Departamento de Bioquímica e Biologia Molecular, Universidade Federal do Paraná, Cx.P. 19046 Centro Politécnico, Curitiba, 81531-980, Paraná, Brazil.
Departamento de Química, Universidade Federal do Paraná, Cx.P. 19081 Centro Politécnico, Curitiba, 81531-980, Paraná, Brazil.
Sci Rep. 2018 Jul 3;8(1):10000. doi: 10.1038/s41598-018-27579-8.

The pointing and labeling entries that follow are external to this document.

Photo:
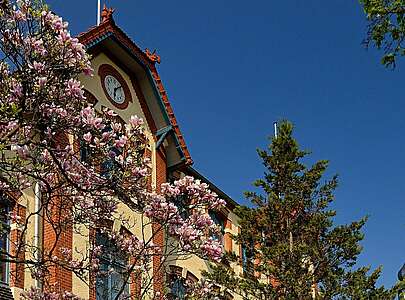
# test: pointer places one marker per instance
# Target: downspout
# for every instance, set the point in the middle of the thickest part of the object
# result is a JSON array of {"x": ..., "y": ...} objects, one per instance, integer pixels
[{"x": 37, "y": 228}]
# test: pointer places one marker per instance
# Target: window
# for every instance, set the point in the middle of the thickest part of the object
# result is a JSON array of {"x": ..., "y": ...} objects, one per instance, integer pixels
[
  {"x": 112, "y": 265},
  {"x": 247, "y": 258},
  {"x": 178, "y": 288},
  {"x": 219, "y": 221},
  {"x": 182, "y": 206},
  {"x": 4, "y": 231}
]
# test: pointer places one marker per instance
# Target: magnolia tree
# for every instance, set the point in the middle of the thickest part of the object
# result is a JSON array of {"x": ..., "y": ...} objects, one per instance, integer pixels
[{"x": 84, "y": 166}]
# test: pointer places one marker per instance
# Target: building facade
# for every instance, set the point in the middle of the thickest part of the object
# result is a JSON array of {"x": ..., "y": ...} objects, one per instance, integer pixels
[{"x": 116, "y": 59}]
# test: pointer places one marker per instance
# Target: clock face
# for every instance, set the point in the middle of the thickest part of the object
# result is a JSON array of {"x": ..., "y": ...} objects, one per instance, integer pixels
[{"x": 114, "y": 89}]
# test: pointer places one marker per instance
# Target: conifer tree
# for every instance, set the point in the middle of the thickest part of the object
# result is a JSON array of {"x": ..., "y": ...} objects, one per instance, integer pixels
[
  {"x": 291, "y": 247},
  {"x": 386, "y": 28}
]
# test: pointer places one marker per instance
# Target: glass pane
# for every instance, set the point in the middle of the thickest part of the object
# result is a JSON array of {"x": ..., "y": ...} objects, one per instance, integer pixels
[{"x": 178, "y": 289}]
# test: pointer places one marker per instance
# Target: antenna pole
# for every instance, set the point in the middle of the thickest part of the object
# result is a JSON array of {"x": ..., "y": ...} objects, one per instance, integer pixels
[{"x": 98, "y": 12}]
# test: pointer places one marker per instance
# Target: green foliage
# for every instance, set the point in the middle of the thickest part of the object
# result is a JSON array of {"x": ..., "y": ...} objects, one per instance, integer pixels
[
  {"x": 386, "y": 28},
  {"x": 290, "y": 237}
]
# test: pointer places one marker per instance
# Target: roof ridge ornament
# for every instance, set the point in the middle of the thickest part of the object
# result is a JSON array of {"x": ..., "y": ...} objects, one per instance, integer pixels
[
  {"x": 107, "y": 14},
  {"x": 153, "y": 56}
]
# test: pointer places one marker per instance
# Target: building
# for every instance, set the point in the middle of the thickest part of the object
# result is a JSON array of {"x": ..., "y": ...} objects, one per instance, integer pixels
[{"x": 116, "y": 57}]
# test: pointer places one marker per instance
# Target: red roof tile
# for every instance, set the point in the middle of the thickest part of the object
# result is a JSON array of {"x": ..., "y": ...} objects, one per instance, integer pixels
[{"x": 149, "y": 59}]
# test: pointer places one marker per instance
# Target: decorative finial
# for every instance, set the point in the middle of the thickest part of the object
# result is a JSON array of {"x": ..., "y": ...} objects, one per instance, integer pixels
[
  {"x": 152, "y": 56},
  {"x": 107, "y": 13}
]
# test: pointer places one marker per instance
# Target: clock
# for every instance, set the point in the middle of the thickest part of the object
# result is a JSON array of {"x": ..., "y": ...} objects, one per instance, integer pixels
[{"x": 114, "y": 86}]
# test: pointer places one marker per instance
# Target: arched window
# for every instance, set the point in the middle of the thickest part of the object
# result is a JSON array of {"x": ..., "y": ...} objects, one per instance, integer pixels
[
  {"x": 177, "y": 284},
  {"x": 219, "y": 220},
  {"x": 4, "y": 234},
  {"x": 112, "y": 267}
]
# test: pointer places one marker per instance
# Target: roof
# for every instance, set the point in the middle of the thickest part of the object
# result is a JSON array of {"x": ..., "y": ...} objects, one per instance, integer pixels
[
  {"x": 108, "y": 28},
  {"x": 230, "y": 203}
]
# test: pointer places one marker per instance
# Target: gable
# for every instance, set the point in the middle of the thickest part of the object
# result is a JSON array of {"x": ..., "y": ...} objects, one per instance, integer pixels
[
  {"x": 94, "y": 85},
  {"x": 108, "y": 39}
]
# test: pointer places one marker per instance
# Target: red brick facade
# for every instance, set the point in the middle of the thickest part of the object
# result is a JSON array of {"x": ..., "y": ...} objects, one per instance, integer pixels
[
  {"x": 158, "y": 238},
  {"x": 17, "y": 248}
]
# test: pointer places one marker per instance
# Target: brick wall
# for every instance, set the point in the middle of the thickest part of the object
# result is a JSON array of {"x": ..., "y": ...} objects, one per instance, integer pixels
[
  {"x": 161, "y": 177},
  {"x": 17, "y": 248},
  {"x": 57, "y": 236}
]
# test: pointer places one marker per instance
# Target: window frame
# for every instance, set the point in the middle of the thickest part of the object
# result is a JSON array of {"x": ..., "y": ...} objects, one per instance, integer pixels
[
  {"x": 5, "y": 276},
  {"x": 109, "y": 261}
]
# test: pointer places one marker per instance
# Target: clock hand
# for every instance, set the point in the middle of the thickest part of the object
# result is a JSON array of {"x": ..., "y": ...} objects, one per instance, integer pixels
[{"x": 116, "y": 89}]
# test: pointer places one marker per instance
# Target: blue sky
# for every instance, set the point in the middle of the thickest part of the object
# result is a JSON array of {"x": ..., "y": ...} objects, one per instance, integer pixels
[{"x": 231, "y": 68}]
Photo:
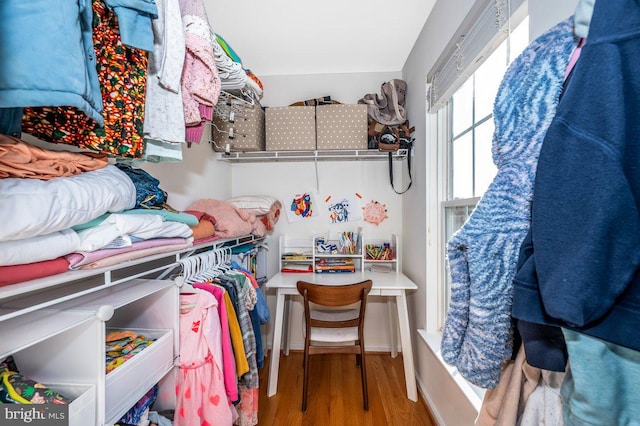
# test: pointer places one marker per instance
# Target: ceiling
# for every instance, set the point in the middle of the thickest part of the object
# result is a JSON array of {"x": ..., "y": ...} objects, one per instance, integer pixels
[{"x": 283, "y": 37}]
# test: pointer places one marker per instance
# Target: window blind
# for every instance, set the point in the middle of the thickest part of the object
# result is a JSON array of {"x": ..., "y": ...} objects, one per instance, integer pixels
[{"x": 486, "y": 25}]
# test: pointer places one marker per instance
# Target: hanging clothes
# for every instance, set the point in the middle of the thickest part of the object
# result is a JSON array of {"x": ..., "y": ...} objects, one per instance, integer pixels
[
  {"x": 478, "y": 333},
  {"x": 200, "y": 80},
  {"x": 201, "y": 395},
  {"x": 122, "y": 73},
  {"x": 229, "y": 363},
  {"x": 32, "y": 41},
  {"x": 164, "y": 128}
]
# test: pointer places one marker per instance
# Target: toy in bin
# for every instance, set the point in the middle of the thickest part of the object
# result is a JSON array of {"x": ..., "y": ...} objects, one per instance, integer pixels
[{"x": 379, "y": 251}]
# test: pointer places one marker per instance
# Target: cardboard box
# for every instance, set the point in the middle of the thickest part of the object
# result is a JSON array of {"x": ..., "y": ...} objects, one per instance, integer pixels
[
  {"x": 290, "y": 128},
  {"x": 341, "y": 126},
  {"x": 239, "y": 125}
]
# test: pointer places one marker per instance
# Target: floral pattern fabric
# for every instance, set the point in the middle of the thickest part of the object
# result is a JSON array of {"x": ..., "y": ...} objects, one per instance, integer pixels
[{"x": 122, "y": 72}]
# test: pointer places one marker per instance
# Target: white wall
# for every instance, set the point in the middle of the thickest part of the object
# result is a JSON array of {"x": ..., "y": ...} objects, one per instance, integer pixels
[
  {"x": 370, "y": 179},
  {"x": 198, "y": 175},
  {"x": 449, "y": 404}
]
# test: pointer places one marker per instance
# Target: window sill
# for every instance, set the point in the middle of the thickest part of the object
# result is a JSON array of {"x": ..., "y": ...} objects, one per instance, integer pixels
[{"x": 473, "y": 393}]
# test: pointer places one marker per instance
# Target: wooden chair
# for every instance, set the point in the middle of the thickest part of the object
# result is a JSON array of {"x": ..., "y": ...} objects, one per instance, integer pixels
[{"x": 340, "y": 330}]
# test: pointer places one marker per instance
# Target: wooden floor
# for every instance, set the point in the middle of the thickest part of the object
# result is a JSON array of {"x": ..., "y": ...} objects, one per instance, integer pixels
[{"x": 335, "y": 394}]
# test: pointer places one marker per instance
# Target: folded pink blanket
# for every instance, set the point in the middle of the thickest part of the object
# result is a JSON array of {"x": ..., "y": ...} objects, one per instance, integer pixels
[
  {"x": 230, "y": 220},
  {"x": 19, "y": 159},
  {"x": 78, "y": 259},
  {"x": 30, "y": 271},
  {"x": 136, "y": 254}
]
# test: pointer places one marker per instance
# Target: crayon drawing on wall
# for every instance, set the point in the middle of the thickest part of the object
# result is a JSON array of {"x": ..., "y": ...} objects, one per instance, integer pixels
[
  {"x": 344, "y": 209},
  {"x": 302, "y": 206},
  {"x": 375, "y": 212}
]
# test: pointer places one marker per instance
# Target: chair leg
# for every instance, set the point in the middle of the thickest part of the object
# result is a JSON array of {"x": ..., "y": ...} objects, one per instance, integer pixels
[
  {"x": 363, "y": 373},
  {"x": 305, "y": 381}
]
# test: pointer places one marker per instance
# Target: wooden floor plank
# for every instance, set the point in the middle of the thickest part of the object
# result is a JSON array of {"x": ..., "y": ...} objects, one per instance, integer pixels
[{"x": 335, "y": 393}]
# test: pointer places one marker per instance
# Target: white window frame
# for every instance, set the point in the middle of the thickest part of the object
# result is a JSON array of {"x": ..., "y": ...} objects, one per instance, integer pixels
[{"x": 438, "y": 175}]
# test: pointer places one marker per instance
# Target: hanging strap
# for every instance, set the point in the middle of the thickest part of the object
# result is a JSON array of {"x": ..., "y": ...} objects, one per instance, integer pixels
[{"x": 391, "y": 171}]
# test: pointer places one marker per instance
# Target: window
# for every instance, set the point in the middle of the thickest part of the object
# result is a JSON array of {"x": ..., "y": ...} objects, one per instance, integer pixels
[{"x": 467, "y": 132}]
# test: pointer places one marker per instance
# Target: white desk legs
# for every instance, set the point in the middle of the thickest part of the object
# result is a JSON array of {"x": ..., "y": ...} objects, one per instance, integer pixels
[
  {"x": 393, "y": 327},
  {"x": 407, "y": 351},
  {"x": 275, "y": 347},
  {"x": 287, "y": 323}
]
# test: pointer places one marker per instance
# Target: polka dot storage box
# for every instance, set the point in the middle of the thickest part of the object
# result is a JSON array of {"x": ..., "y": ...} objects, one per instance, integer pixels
[
  {"x": 341, "y": 126},
  {"x": 291, "y": 128}
]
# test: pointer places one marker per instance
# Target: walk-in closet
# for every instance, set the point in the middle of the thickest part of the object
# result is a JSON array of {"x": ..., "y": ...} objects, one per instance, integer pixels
[{"x": 343, "y": 213}]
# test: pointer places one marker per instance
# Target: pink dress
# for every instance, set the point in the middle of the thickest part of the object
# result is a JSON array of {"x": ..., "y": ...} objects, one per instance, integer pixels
[{"x": 200, "y": 391}]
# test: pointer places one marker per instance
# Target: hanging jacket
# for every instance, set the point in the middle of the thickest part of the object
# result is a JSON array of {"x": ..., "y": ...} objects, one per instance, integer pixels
[
  {"x": 477, "y": 336},
  {"x": 583, "y": 272},
  {"x": 40, "y": 65}
]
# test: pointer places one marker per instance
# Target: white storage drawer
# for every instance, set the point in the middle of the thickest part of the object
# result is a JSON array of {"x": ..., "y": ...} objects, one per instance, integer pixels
[
  {"x": 130, "y": 381},
  {"x": 82, "y": 410}
]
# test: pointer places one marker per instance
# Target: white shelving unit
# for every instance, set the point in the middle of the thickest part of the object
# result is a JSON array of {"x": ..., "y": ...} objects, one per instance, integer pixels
[
  {"x": 391, "y": 263},
  {"x": 302, "y": 253},
  {"x": 328, "y": 155},
  {"x": 55, "y": 329},
  {"x": 65, "y": 345}
]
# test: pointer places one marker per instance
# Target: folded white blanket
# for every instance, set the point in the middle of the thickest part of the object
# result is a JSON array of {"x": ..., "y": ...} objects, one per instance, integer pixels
[
  {"x": 142, "y": 226},
  {"x": 32, "y": 207},
  {"x": 50, "y": 246}
]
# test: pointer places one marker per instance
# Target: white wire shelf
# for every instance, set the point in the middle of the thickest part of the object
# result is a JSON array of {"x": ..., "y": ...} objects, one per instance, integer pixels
[{"x": 331, "y": 155}]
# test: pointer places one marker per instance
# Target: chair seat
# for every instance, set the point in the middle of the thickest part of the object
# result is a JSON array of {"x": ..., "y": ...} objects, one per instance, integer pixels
[
  {"x": 336, "y": 327},
  {"x": 334, "y": 315},
  {"x": 334, "y": 335}
]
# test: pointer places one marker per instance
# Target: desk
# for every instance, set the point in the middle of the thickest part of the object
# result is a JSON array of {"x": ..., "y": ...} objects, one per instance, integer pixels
[{"x": 388, "y": 284}]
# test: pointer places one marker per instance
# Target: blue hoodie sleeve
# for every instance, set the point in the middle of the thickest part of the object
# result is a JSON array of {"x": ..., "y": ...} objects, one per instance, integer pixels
[{"x": 585, "y": 222}]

We determined the effect of the His-tag on the structure, activity, stability and immobilization of LipC12, a highly active lipase from a metagenomic library. We purified LipC12 with a N-terminal His-tag and then removed the tag using tobacco etch virus (TEV) protease. Circular dichroism analysis showed that the overall structure of LipC12 was largely unaffected by His-tag removal. The specific hydrolytic activities against natural and artificial substrates were significantly increased by the removal of the His-tag. On the other hand, His-tagged LipC12 was significantly more active and stable in the presence of polar organic solvents than untagged LipC12. The immobilization efficiency on Immobead 150 was 100% for both forms of LipC12 and protein desorption studies confirmed that the His-tag does not participate in the covalent binding of the enzyme. In the case of immobilized LipC12, the His-tag negatively influenced the hydrolytic activity, as it had for the free lipase, however, it positively influenced the esterification activity. These results raise the possibility of tailoring recombinant lipases for different applications, where the His-tag may be retained or removed, as appropriate for the desired activity.
我们确定了 His 标签对 LipC12(一种来自宏基因组文库的高活性脂肪酶)的结构、活性、稳定性和固定化的影响。我们用 N 端 His 标签纯化 LipC12,然后用烟草蚀纹病毒(TEV)蛋白酶去除标签。圆二色性分析表明,His 标签去除对 LipC12 的整体结构影响不大。去除 His 标签后,对天然和人工底物的特异性水解活性显著提高。另一方面,与未标记的 LipC12 相比,带有 His 标签的 LipC12 在极性有机溶剂中具有更高的活性和稳定性。两种形式的 LipC12 在 Immobead 150 上的固定化效率均为 100%,蛋白质解吸研究证实 His 标签不参与酶的共价结合。在固定化 LipC12 的情况下,His 标签对水解活性产生负面影响,就像对游离脂肪酶一样,然而,它对酯化活性产生积极影响。这些结果提出了一种可能性,即可以根据所需的活性,适当地保留或去除重组脂肪酶中的 His 标签,以适应不同的应用。